His smile flashed a gap, his tooth lost last year somewhere in Dublin after a night out. He still has no idea what happened. “Only for you Kelly,” he said while looking down at the tattoo smothered under cling film. Him with the mad grin so proud of the ink needled into his arm.
“It was painful ya know, still throbbing now. Let’s go for a gulp to numb it.”

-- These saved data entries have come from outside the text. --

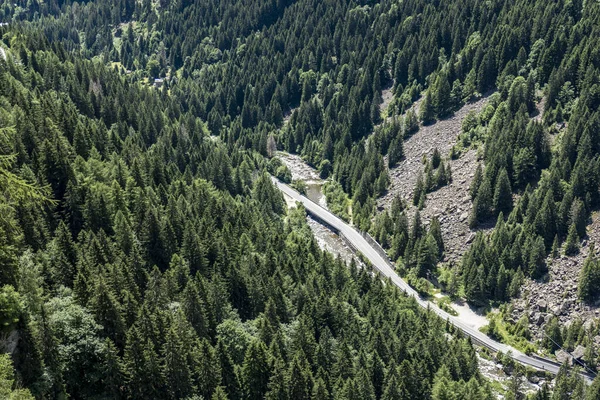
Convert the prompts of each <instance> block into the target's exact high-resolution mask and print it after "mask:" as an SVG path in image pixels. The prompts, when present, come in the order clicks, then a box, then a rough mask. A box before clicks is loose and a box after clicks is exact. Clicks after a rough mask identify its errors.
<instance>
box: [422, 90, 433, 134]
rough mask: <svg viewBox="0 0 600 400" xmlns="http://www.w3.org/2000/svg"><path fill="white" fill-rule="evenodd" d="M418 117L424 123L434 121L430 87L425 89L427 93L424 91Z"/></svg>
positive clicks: (426, 124) (431, 95)
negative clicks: (423, 94) (422, 100)
mask: <svg viewBox="0 0 600 400" xmlns="http://www.w3.org/2000/svg"><path fill="white" fill-rule="evenodd" d="M419 117H420V118H421V121H422V122H423V124H424V125H429V124H430V123H432V122H433V121H435V104H433V98H432V95H431V89H429V90H427V93H425V98H424V99H423V101H422V102H421V107H420V110H419Z"/></svg>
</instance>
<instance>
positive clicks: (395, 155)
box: [388, 138, 404, 168]
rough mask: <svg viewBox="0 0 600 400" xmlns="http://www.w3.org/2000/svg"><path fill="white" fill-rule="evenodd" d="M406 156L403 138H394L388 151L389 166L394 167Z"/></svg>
mask: <svg viewBox="0 0 600 400" xmlns="http://www.w3.org/2000/svg"><path fill="white" fill-rule="evenodd" d="M403 156H404V149H403V146H402V139H401V138H394V139H392V142H391V143H390V149H389V151H388V166H389V167H390V168H393V167H394V166H395V165H396V164H397V163H398V161H400V160H401V159H402V157H403Z"/></svg>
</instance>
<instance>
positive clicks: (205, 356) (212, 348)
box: [194, 339, 221, 399]
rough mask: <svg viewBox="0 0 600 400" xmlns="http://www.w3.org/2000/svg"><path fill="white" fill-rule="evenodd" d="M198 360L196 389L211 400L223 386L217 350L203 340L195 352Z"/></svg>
mask: <svg viewBox="0 0 600 400" xmlns="http://www.w3.org/2000/svg"><path fill="white" fill-rule="evenodd" d="M194 358H195V359H196V363H197V365H196V370H195V371H194V374H195V376H196V387H197V391H198V393H199V394H200V395H201V396H203V397H204V398H205V399H208V398H210V396H211V395H212V393H213V392H214V390H215V389H216V388H217V387H218V386H220V385H221V366H220V363H219V359H218V358H217V354H216V353H215V349H214V348H213V347H212V346H211V344H210V343H209V342H208V341H207V340H206V339H202V340H201V341H200V343H199V345H198V346H197V347H196V349H195V350H194Z"/></svg>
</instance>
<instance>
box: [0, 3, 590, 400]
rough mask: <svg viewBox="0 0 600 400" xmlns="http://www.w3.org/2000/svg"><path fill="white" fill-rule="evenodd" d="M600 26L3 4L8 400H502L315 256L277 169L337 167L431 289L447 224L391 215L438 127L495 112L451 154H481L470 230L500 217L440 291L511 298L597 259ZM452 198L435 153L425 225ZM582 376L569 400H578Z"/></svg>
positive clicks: (376, 236) (520, 22)
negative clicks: (395, 177)
mask: <svg viewBox="0 0 600 400" xmlns="http://www.w3.org/2000/svg"><path fill="white" fill-rule="evenodd" d="M599 13H600V4H599V3H598V2H594V1H587V2H583V1H580V0H574V1H556V2H547V1H542V0H513V1H511V2H507V1H499V0H498V1H487V2H480V1H476V0H455V1H437V2H426V1H423V0H407V1H402V2H398V1H395V0H381V1H366V0H365V1H362V0H360V1H349V2H342V1H337V0H327V1H321V0H296V1H292V0H277V1H262V0H242V1H234V0H223V1H214V0H198V1H193V2H191V1H168V0H167V1H159V2H152V1H149V0H143V1H133V0H118V1H117V0H107V1H96V0H89V1H84V2H81V3H78V2H65V1H63V0H49V1H43V2H41V1H38V0H33V1H27V2H26V1H23V0H17V1H16V2H15V1H5V2H3V3H2V7H0V16H1V17H2V21H6V22H8V21H10V24H8V25H4V24H3V25H2V26H1V27H0V37H1V39H2V48H3V50H6V53H7V54H6V59H4V57H1V59H0V67H1V68H0V265H1V266H2V268H1V271H0V310H1V313H2V315H0V323H1V326H0V331H1V333H2V334H3V335H4V334H10V333H11V332H17V333H18V335H19V341H18V344H17V347H16V348H15V349H13V350H12V351H11V357H12V361H13V363H14V374H13V371H12V369H13V367H11V366H10V362H8V359H6V358H3V361H2V363H1V364H2V368H0V369H1V370H2V374H1V375H2V376H3V379H2V385H1V386H2V390H3V392H2V395H3V396H4V397H9V398H10V396H12V397H15V396H16V397H19V396H20V397H24V398H26V397H27V396H28V393H27V390H29V392H30V393H31V395H33V396H34V397H36V398H66V397H71V398H132V399H134V398H135V399H138V398H139V399H145V398H173V399H174V398H182V399H185V398H194V397H200V398H204V399H209V398H214V399H225V398H230V399H237V398H245V399H258V398H263V397H266V398H269V399H276V398H277V399H286V398H294V399H301V398H309V397H313V398H335V399H344V398H352V397H358V398H361V399H373V398H375V399H381V398H383V399H392V398H434V399H442V398H448V396H449V394H450V393H452V394H454V395H456V396H457V397H460V398H477V399H486V398H490V397H491V394H490V389H489V386H488V385H487V384H486V382H485V381H484V380H483V379H482V378H481V376H480V375H479V373H478V372H477V361H476V357H475V355H474V352H473V348H472V346H471V345H470V343H469V342H468V341H466V340H464V339H461V338H453V339H448V338H446V336H445V335H444V334H443V333H445V332H446V326H445V324H444V322H443V321H440V320H439V319H437V318H435V317H434V316H433V315H431V313H428V312H427V311H424V310H420V309H418V307H417V305H416V304H415V303H414V301H412V300H410V299H407V298H405V297H404V296H402V295H401V294H399V293H398V292H397V290H396V289H394V288H393V287H392V285H383V284H382V283H381V282H380V281H379V280H377V279H375V278H373V277H372V276H371V275H370V274H369V272H368V271H366V270H364V269H360V270H359V269H357V268H356V266H354V265H351V266H346V265H344V264H343V263H342V261H340V260H334V259H332V257H331V256H329V255H327V254H324V253H323V252H321V251H320V250H319V249H318V246H317V244H316V241H315V240H314V239H313V238H312V237H311V234H310V230H309V228H308V227H307V226H306V224H305V222H304V217H305V216H304V214H303V210H302V209H299V210H293V211H291V212H290V214H289V215H288V218H287V219H286V218H283V216H284V213H285V212H286V211H285V205H284V202H283V199H282V196H281V195H280V193H279V192H278V191H277V189H276V188H275V187H274V186H273V185H272V183H271V180H270V176H269V173H270V174H272V175H274V176H277V177H278V178H280V179H282V180H284V181H286V182H290V181H291V173H290V171H289V169H288V168H287V167H285V166H284V165H283V164H281V162H280V161H278V160H277V159H276V158H273V155H274V153H275V151H276V150H278V149H279V150H285V151H288V152H290V153H296V154H299V155H300V156H301V157H302V158H303V159H304V160H306V161H307V162H308V163H309V164H310V165H313V166H315V167H318V169H319V173H320V174H321V176H322V177H323V178H327V179H331V182H328V183H327V185H326V187H325V189H324V192H325V195H326V196H327V201H328V204H329V205H330V207H331V209H332V210H333V211H334V212H336V213H338V214H340V215H341V216H342V217H343V218H345V219H349V218H350V213H351V215H352V221H353V223H354V224H355V226H357V227H358V228H359V229H361V230H363V231H367V232H370V233H371V234H372V235H373V236H374V237H375V238H376V239H377V240H378V241H380V243H382V245H383V246H384V247H385V248H386V249H387V250H388V251H389V254H390V255H391V257H392V258H393V259H394V260H398V265H399V268H400V269H401V270H403V272H404V273H405V274H406V275H407V276H409V277H410V279H411V281H412V282H414V284H415V285H416V286H417V289H419V290H420V291H422V292H424V293H430V292H431V290H430V289H431V288H430V287H429V283H428V282H427V280H426V278H427V277H429V276H431V275H432V274H438V261H439V260H441V259H442V257H443V255H444V251H445V245H444V243H443V241H442V237H441V229H440V227H439V223H438V222H436V221H432V223H431V224H430V226H429V229H425V228H424V226H423V224H422V221H421V217H420V214H419V213H418V212H417V213H416V214H415V216H414V219H413V220H412V223H411V224H410V225H409V223H408V217H407V213H406V210H405V208H406V206H407V205H406V204H403V202H402V201H401V200H400V199H395V200H394V202H393V204H392V206H391V208H390V209H389V210H386V211H384V212H383V213H380V214H379V215H378V216H377V217H375V213H376V209H377V207H376V199H377V197H379V196H381V195H382V194H384V193H385V192H386V190H387V187H388V185H389V179H390V178H389V172H388V171H389V169H390V168H394V167H395V166H396V165H398V163H399V161H401V160H402V157H403V156H404V152H405V151H406V149H405V147H404V145H403V140H404V139H405V138H407V137H409V136H410V135H412V134H414V133H415V132H416V131H417V130H418V129H419V122H418V121H419V120H421V121H422V122H423V123H424V124H430V123H435V121H436V120H440V119H444V118H448V117H449V116H451V115H452V113H453V112H454V111H455V110H457V109H459V107H461V106H462V105H463V104H465V103H466V102H469V101H472V100H473V99H475V98H478V97H480V96H482V95H484V94H486V95H487V93H488V92H489V91H491V90H496V92H497V93H496V94H494V95H492V97H491V99H490V101H489V104H488V106H486V108H484V109H483V110H482V111H481V112H480V113H479V114H477V115H475V114H471V115H469V116H468V118H466V119H465V121H464V123H463V129H462V131H463V132H462V133H461V136H460V143H459V144H458V145H457V146H456V147H455V149H454V150H453V152H452V154H451V156H452V157H456V156H457V155H458V154H459V153H460V152H461V151H462V150H464V149H467V148H469V147H470V146H478V147H479V149H480V152H481V157H482V160H481V161H482V164H481V168H480V169H479V170H478V172H477V174H476V176H475V179H474V183H473V185H472V187H471V190H470V193H471V196H472V199H473V213H472V215H471V218H470V223H471V226H472V227H478V226H480V225H482V224H483V225H485V224H488V225H491V224H493V223H494V221H497V222H496V225H495V229H494V230H493V231H492V232H491V233H489V234H484V233H481V232H480V233H478V234H477V236H476V237H475V239H474V241H473V244H472V246H471V248H470V250H469V251H468V252H467V253H466V254H465V256H464V258H463V259H462V261H461V262H460V263H459V265H457V266H455V267H454V270H452V271H451V273H449V272H448V270H447V267H444V269H443V271H446V272H443V274H445V275H446V278H448V279H443V280H442V281H443V282H444V284H445V285H447V287H448V288H452V289H451V290H453V291H454V292H455V293H457V294H458V293H460V294H462V293H463V292H464V295H465V297H466V298H467V300H468V301H469V302H472V303H475V304H487V303H489V302H490V301H492V302H503V301H506V300H508V299H509V298H511V297H514V296H516V295H518V293H519V290H520V286H521V283H522V282H523V280H524V279H525V277H531V278H534V279H537V278H541V277H543V276H544V274H545V273H546V271H547V266H546V257H547V255H549V254H550V253H551V252H552V253H554V254H557V253H558V249H559V248H561V246H564V251H565V252H566V253H567V254H574V253H576V252H577V251H578V249H579V245H580V243H579V242H580V240H583V239H584V237H585V235H586V224H587V222H588V218H589V215H590V212H591V211H592V210H594V209H596V208H597V207H598V206H599V203H600V186H599V185H598V182H600V156H599V154H600V140H599V138H598V135H599V132H600V130H599V129H598V126H599V124H600V122H599V121H600V111H599V110H600V95H599V93H600V89H599V86H600V61H599V57H598V56H597V54H598V41H597V37H598V36H599V34H600V31H599V29H600V24H598V18H599ZM156 79H158V80H156ZM383 88H391V90H392V92H393V99H392V101H391V103H390V104H389V107H387V112H386V115H385V117H386V119H385V120H383V119H382V115H381V114H382V113H381V109H380V106H381V104H382V101H383V99H382V90H383ZM540 93H541V94H542V95H543V97H544V98H545V103H544V104H545V106H544V110H542V117H543V118H541V119H532V117H533V116H534V115H535V113H536V112H537V110H536V101H537V99H538V94H540ZM419 99H420V103H419V104H420V105H419V106H418V107H419V108H418V112H417V111H416V110H417V108H416V106H415V107H413V104H414V103H415V102H416V101H417V100H419ZM417 114H418V115H417ZM550 135H553V136H554V138H555V140H550V137H551V136H550ZM551 143H553V144H552V145H551ZM480 145H481V146H480ZM484 166H485V167H484ZM451 176H452V175H451V171H450V169H449V168H448V163H447V161H446V160H444V159H443V158H442V156H441V155H440V154H439V152H435V154H434V157H432V159H431V160H429V161H427V165H426V168H425V171H424V174H423V176H422V177H421V179H419V181H418V185H417V190H416V194H418V196H414V198H415V200H414V204H415V205H417V206H419V207H421V208H422V207H423V206H424V204H425V200H426V194H427V193H428V192H430V191H432V190H435V189H436V188H438V187H441V186H443V185H445V184H447V183H449V182H450V180H451ZM515 193H516V194H518V196H514V194H515ZM513 198H514V199H516V200H515V201H513ZM350 206H351V212H350V211H349V209H350ZM552 249H554V251H552ZM595 264H596V261H595V260H593V259H590V260H589V262H586V268H584V273H583V277H582V278H583V279H582V282H583V283H582V287H581V288H580V296H581V298H582V299H584V300H585V301H588V302H592V301H594V300H595V297H596V295H597V290H596V289H597V288H596V286H597V282H596V280H597V279H596V276H595V275H596V272H595V269H596V266H595ZM457 280H458V281H459V283H460V281H462V285H460V284H457ZM461 286H462V288H461ZM519 324H520V322H519V323H517V324H516V325H519ZM522 325H523V324H521V325H519V327H518V328H517V327H515V328H514V330H513V331H511V332H509V329H508V328H504V327H503V326H502V325H501V324H496V327H495V328H494V331H496V333H497V334H498V335H499V336H501V337H505V336H506V335H507V334H509V335H513V336H518V337H524V335H525V336H526V332H525V329H524V327H523V326H522ZM549 325H551V326H554V324H553V323H551V324H549ZM511 329H512V328H511ZM553 329H554V331H553V332H551V333H552V334H553V335H554V336H556V338H558V335H556V334H557V332H556V329H558V330H560V327H558V328H553ZM571 329H572V328H569V331H571ZM498 332H499V333H498ZM452 333H453V332H452ZM566 333H567V335H566V336H565V334H564V333H561V335H560V337H561V339H562V340H564V341H566V343H567V344H570V343H583V342H584V340H588V341H589V338H588V339H585V337H586V335H583V336H581V338H580V337H577V339H576V340H575V339H572V340H571V339H569V338H568V332H566ZM493 334H494V333H493ZM565 338H566V339H565ZM509 339H510V338H509ZM569 340H571V341H570V342H569ZM546 347H548V348H549V347H551V345H549V344H546ZM589 347H590V348H593V346H591V345H590V346H589ZM590 351H591V352H593V349H592V350H590ZM590 366H593V365H592V364H591V363H590ZM570 374H571V373H570V372H567V371H563V373H562V375H561V376H560V377H559V380H558V383H557V385H556V389H555V393H558V394H557V396H563V397H564V396H566V393H568V395H569V396H571V397H572V398H583V394H582V393H583V391H584V390H585V388H582V387H583V386H582V384H580V383H579V380H578V379H576V378H575V377H572V376H570ZM13 375H14V382H13V378H12V377H13ZM518 386H519V385H518V381H517V380H515V381H514V388H513V389H514V390H512V389H511V390H512V391H511V393H512V395H513V396H514V398H519V394H518V393H519V388H518ZM596 386H598V384H596V385H595V386H594V385H592V387H591V388H590V390H588V394H587V396H588V398H593V397H592V396H594V395H595V394H596V392H597V391H598V389H597V387H596ZM21 387H23V388H26V389H25V390H22V391H21V389H20V388H21ZM540 393H541V392H540ZM536 396H537V395H536ZM539 396H542V398H543V396H544V394H543V393H542V394H540V395H539ZM578 396H579V397H578Z"/></svg>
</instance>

I nodded and followed. He took me by the hand and we walked up O’Connell Street, the Liffey at our backs.
“Howya bud,” he’d say every few steps. Their eyes always told me what state they were in.
Glazed = stoned
Heavy = heroine or methadone
Wide = speed or amphetamines
Lazy = drink
Somehow my world was now full of ink and eyes.
“The Parnell?” At my nod he brought me across the road and waited for me to go in first. Although most people don’t realise it, gentlemen come in many different suits.
“JD for me and a WKD for her.”
We took the lift to the top floor and sat outside. It stank of petrol and smoke. The roads below hummed.
“So what do ya think of it? You didn’t say much.” He was back to the name on his arm.
“It’s great. Ya didn’t need to though.”
“Didn’t need to?”
“Yeah, I mean you didn’t need to do that for me.”
He took a swig of the JD and stared with grey eyes that changed colour with his mood. They were often caught in the charcoal of a storm. “Of course I did it. I love you.”
The WKD churned in my stomach. “Ya do?”
“Course I do for fucks sake.”
I hadn’t heard the word love in a long time. “Right.”
The storm turned his eyes to coal.
“Right? Is that all ya have to say?”
I stared at the four angry letters on his arm, squeezed and bleeding.
I wanted to tell him I loved him too.
I wanted to tell him that I wasn’t really what he thought I was.
I wanted to tell him to chop his arm off.
But most of all I wanted to tell him my name wasn’t Kelly.
Instead I sucked through my straw and ignored his yells. He knocked back the whiskey and pounded the glass till it shattered. The he took the seat and threw it against the wall. Everyone stared. His eyes drilled into me, cold as a starless night. Security guards wrestled him away shouting ‘Kelly’ over and over. But Kelly was already gone.